Additional US military spending cuts due to take effect in January 2013 would "wreak havoc" on US industry, and could trigger a double-dip recession in the United States, an aerospace trade group said.
Doubling the USD$487 billion in defence spending cuts already planned for the next decade would result in serious consequences for the industry, which contributes 2.2 percent of US gross domestic product and supports more than 3.5 million jobs, said Marion Blakey, who heads the Aerospace Industries Association.
She urged Congress to act quickly to reverse the mandatory across-the-board budget cuts, or "sequestration."
"These blind budget cuts could dismantle a crown jewel of our economy, pushing us into a double-dip recession and stripping America of its global superpower status," Blakey said.
AIA released a new report prepared by Deloitte that Blakey said mapped out the importance of the industry to the US economy and its contribution to technological growth through innovations such as the Internet and nanotechnology.

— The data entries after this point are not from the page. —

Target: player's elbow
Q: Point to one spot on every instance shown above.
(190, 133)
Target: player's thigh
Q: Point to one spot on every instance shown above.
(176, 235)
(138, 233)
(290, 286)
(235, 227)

The report said the industry accounted for 7 percent of exports in 2010, and was the largest net exporting industry in the United States. It said the industry contributed an estimated USD$37.8 billion in taxes to state, local and federal coffers.
Companies are looking to foreign sales, acquisitions and growth in adjacent markets to continue generating profits for shareholders, but a big cut in Pentagon spending could harm company-funded research and development, the report said.
AIA last year commissioned a separate study that concluded further budget cuts could eliminate more than 1 million direct and indirect jobs in the industry.
Defence Secretary Leon Panetta has repeatedly warned that additional cuts beyond the USD$487 billion already required under an August deal between the White House and Congress could damage the country's security.
The Pentagon's fiscal 2013 spending plan calls for a base defence budget of USD$525.4 billion, about USD$5.1 billion less than that approved for 2012. It would cut more than 100,000 troops over five years and slow or cut many weapons purchases.
The budget does not include an additional USD$500 billion in cuts over 10 years that will be required beginning in January 2013 unless Congress takes action to avert them. Those cuts are required because lawmakers failed to reach a deal by the end of 2011 on an extra USD$1.2 trillion in federal spending reductions.
Blakey said across-the-board sequestration threatened funding for NASA space programmes and an effort to upgrade the US air traffic system that dates back to the 1960s.
Boeing chief executive Jim McNerney told a separate news conference on Wednesday that the defence industry realised that some cuts were needed to help reduce the federal deficit but sequestration was "a bridge too far."